A total of 5,092 elderly individuals from Cache County (90% of those eligible) participated in the baseline examination. We set aside 356 prevalent cases of dementia at baseline, 1,324 other participants who had only one 3MS evaluation, and another 36 who lacked complete data on medication use. Thus, 3,376 were included in the current analyses. Those not included were older (mean years of age: 78.4 [SD=7.6] vs 74.1 [SD=6.5]; p<0.001), less educated (mean years of education: 12.7 [SD=2.9] vs 13.4 [SD=2.9]; p<0.001) and more likely to be male (proportion: 46.9% vs 41.4%; p<0.001).

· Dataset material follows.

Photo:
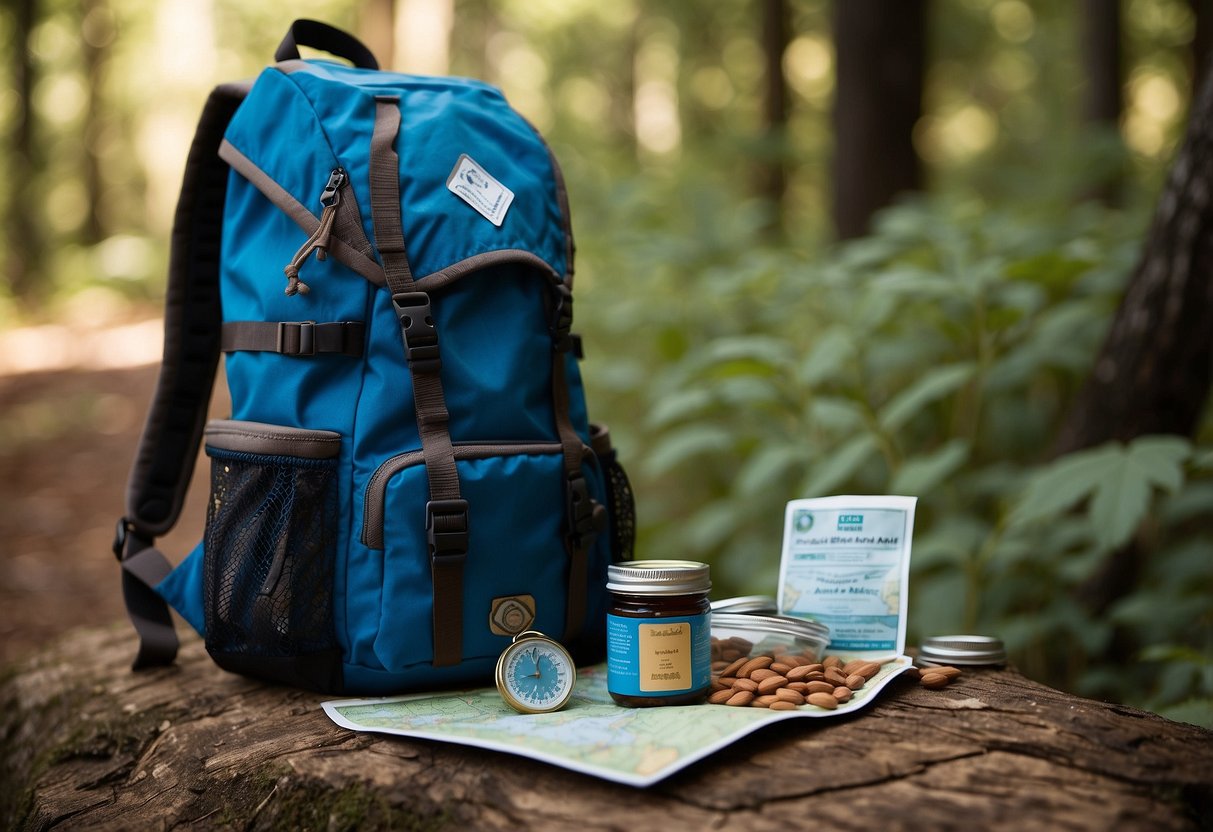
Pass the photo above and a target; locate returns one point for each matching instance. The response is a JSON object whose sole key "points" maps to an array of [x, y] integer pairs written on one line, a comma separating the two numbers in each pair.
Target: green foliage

We compared changes on 3MS scores over time among five mutually exclusive groups of participants: 1) non-users of vitamin E, vitamin C, and NSAIDs (non-users
), 2) users of NSAIDs but not vitamin E or C (NSAIDs alone
), 3) users of vitamin E and C but not NSAIDs (Vit E and C alone
), 4) users of vitamin E or C (but not both) with or without NSAIDs (Vit E or C +/- NSAIDs
), and 5) users of vitamin E and C and NSAIDs (combined users; Vit E and C + NSAIDs
). First, we calculated change scores between Wave I and Wave III and tested for differences in the means for each group compared to the reference group of non-users using t-tests. Then, we used random effects models to examine the complete data on change over time while controlling for important potential confounders. Such models accommodate fixed and random effects that capture individual differences in 3MS performance over time and account for the correlation in repeated measures[4
]. In these analyses, the mutually exclusive user groups were captured as dummy-coded variables (with non-users as the reference), and time was operationalized as a nominal variable (0, 3, and 8 years for the mean observation points at the three waves) in linear and quadratic forms to account for curvilinear trajectories. Interaction terms between time and the user groups were constructed and models with and without these terms were compared using likelihood ratio tests. Because the interaction terms between the user groups and quadratic time were not significant in the models tested, only the interactions with linear time were retained. Parameterized in this way, the main effect terms for the user groups provide estimates of mean differences in 3MS scores at baseline between each and the reference group of non-users, while the interaction terms provide estimates of the differences in mean rate of change on the 3MS over time.
To assess whether these relationships differed by APOE genotype, we stratified the sample by the presence or absence of one or more ε4 alleles and estimated the models in the sub-strata. All models controlled for other factors found to be significantly associated with baseline 3MS including age, sex, education, APOE status, and history of diabetes and stroke.